Abstract Painting With a Photographer’s Eye
Until recently, Matt Vega’s deck was home to a giant 10-by-18-foot canvas on a stretcher, hooked on to the exterior of his house in Amagansett’s Devon Colony so the winds off the bay wouldn’t blow it away. “Xenotropic Panspermia” is a work in progress and a kind of magnum opus. He now has it rolled up in a 10-foot PVC pipe, where it will spend the winter. He’ll bring it out again in the spring.
The painting, which he began by pouring acrylics with the canvas placed flat on the ground, includes snippets of a visual language he has developed in the last few years. Its placement on a larger-than-life canvas seems a metaphor for his practice, the copious products of which include a studio filled with hundreds of stretched and unstretched paintings, bookcases full of sketchbooks, and boxes of photographs.
For a show last September, Mr. Vega and a friend took close to 100 paintings from a single series and “laid them out on the floor of Ashawagh Hall, trying to edit. It was quite a tedious task.”

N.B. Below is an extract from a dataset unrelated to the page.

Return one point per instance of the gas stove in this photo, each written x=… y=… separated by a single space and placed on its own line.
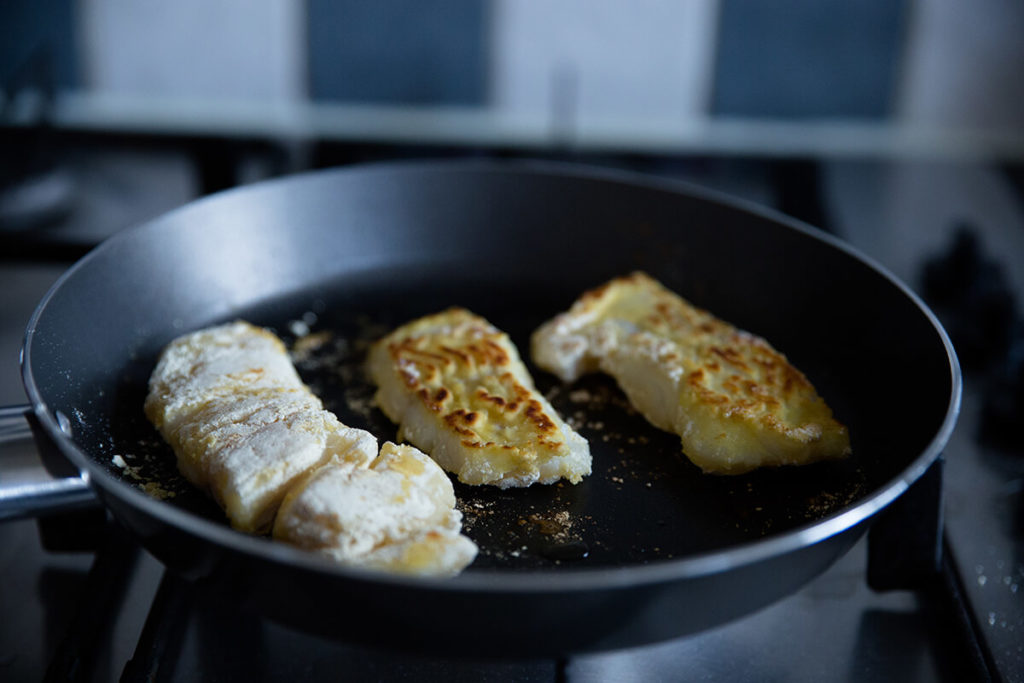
x=83 y=602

Although he pursued figurative painting in college, he received his Yale M.F.A. in photography and practiced it prolifically and exclusively until 2012, pursuing networks of reeds, vines, and branches that often resembled abstract drawings or the work of Cy Twombly. “Regardless of how advanced my photography was getting, I realized I was being influenced and inspired by painting,” he said recently.
His early attempts channeled some of the energy and style of his favorite painters, including Twombly, Cezanne, and Philip Guston. Poetry and the street art of his youth in New York City inspired his “Word Paintings” series, which incorporate snippets of verse or entire poems into expressionistic lettering on stark or colorful backgrounds. Sometimes the letters stand out; sometimes they are obscured. “As a painter, I had always thought of myself as figurative, but that was not where I was going.”
“Imagined Landscapes,” which recall or interpret other artists’ painted landscapes, came next. Marked by square-ish strokes that distill Cezanne’s blocky abstractions of Mont Sainte-Victoire, these are not faithful renderings but pixelated sense memories. For those marks, Mr. Vega said he used a screwdriver. “You get a lot of energy without applying a lot of paint. There’s a lot of movement there.”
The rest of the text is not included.